Distinguishing the Knowable from the Unknowable with Language Models
Gustaf Ahdritz, Tian Qin, Nikhil Vyas, Boaz Barak, Benjamin L. Edelman
TL;DR
This work investigates distinguishing epistemic from aleatoric uncertainty in unconstrained text produced by large language models. It uses a larger model as a ground-truth proxy and trains lightweight probes on frozen smaller models to predict when the larger model will be confident at the next-token level, complemented by a fully unsupervised In-Context Learning Test (ICLT) to detect uncertainty types. The supervised approach achieves high AUROC (often >0.9) across model pairings and data domains, with transfer to out-of-domain sets, while the unsupervised ICLT approach yields non-trivial accuracy and reveals the importance of prompt structure and separator tokens. These results suggest that LLMs contain internal representations of different uncertainty types that could be leveraged to improve confidence estimation and reduce hallucinations in practical deployments.
Abstract
We study the feasibility of identifying epistemic uncertainty (reflecting a lack of knowledge), as opposed to aleatoric uncertainty (reflecting entropy in the underlying distribution), in the outputs of large language models (LLMs) over free-form text. In the absence of ground-truth probabilities, we explore a setting where, in order to (approximately) disentangle a given LLM's uncertainty, a significantly larger model stands in as a proxy for the ground truth.

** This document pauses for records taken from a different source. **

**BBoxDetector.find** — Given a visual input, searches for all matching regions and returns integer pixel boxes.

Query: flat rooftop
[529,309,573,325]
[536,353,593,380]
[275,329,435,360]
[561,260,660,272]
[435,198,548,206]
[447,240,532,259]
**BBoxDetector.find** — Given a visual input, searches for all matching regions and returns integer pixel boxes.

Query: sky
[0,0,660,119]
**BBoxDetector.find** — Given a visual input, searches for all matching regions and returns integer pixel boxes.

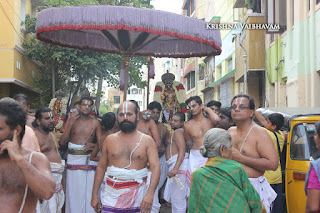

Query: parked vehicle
[258,108,320,213]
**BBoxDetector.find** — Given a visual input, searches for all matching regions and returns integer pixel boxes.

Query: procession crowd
[0,94,320,213]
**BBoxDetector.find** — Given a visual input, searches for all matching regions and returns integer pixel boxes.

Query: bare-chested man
[148,101,169,212]
[164,112,189,213]
[60,97,101,213]
[13,94,40,152]
[228,95,279,212]
[32,107,65,213]
[91,101,160,212]
[130,100,161,148]
[0,98,55,213]
[90,112,118,161]
[184,96,219,189]
[13,93,34,128]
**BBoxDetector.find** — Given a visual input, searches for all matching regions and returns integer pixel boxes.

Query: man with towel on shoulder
[91,102,160,212]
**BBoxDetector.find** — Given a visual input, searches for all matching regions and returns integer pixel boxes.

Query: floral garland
[49,97,68,130]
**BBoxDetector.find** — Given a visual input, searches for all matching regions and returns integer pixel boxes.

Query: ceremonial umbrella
[36,5,221,100]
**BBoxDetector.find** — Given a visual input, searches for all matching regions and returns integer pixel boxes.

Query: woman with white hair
[188,128,265,213]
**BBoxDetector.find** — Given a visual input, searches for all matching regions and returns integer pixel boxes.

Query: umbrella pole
[123,56,130,102]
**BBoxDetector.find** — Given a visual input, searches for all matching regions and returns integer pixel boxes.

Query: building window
[228,58,232,73]
[113,96,120,104]
[270,34,274,44]
[265,0,287,34]
[291,0,294,26]
[199,65,204,81]
[20,0,26,30]
[190,0,195,15]
[187,71,196,90]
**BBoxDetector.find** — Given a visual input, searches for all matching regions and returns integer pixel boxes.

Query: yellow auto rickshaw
[258,108,320,213]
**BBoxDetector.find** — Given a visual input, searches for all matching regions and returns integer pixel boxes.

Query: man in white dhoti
[91,102,160,213]
[228,94,279,212]
[60,97,101,213]
[164,112,189,213]
[32,107,65,213]
[184,96,220,190]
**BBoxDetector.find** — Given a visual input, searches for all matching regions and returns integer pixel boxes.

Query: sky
[151,0,183,14]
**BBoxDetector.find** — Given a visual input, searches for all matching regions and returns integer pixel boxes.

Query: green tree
[24,0,152,105]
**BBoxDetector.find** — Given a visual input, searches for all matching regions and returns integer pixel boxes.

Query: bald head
[117,101,138,115]
[117,101,138,133]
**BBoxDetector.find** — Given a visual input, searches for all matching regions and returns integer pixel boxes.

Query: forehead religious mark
[122,103,128,119]
[235,97,243,105]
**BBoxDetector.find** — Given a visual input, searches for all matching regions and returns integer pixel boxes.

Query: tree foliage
[24,0,152,105]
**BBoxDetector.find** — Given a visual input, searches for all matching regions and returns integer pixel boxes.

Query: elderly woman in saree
[188,128,265,213]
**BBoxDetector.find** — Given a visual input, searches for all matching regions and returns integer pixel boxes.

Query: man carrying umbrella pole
[91,102,160,212]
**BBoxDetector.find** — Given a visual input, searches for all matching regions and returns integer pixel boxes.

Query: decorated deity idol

We show that small linear probes trained on the embeddings of frozen, pretrained models accurately predict when larger models will be more confident at the token level and that probes trained on one text domain generalize to others. Going further, we propose a fully unsupervised method that achieves non-trivial accuracy on the same task. Taken together, we interpret these results as evidence that LLMs naturally contain internal representations of different types of uncertainty that could potentially be leveraged to devise more informative indicators of model confidence in diverse practical settings.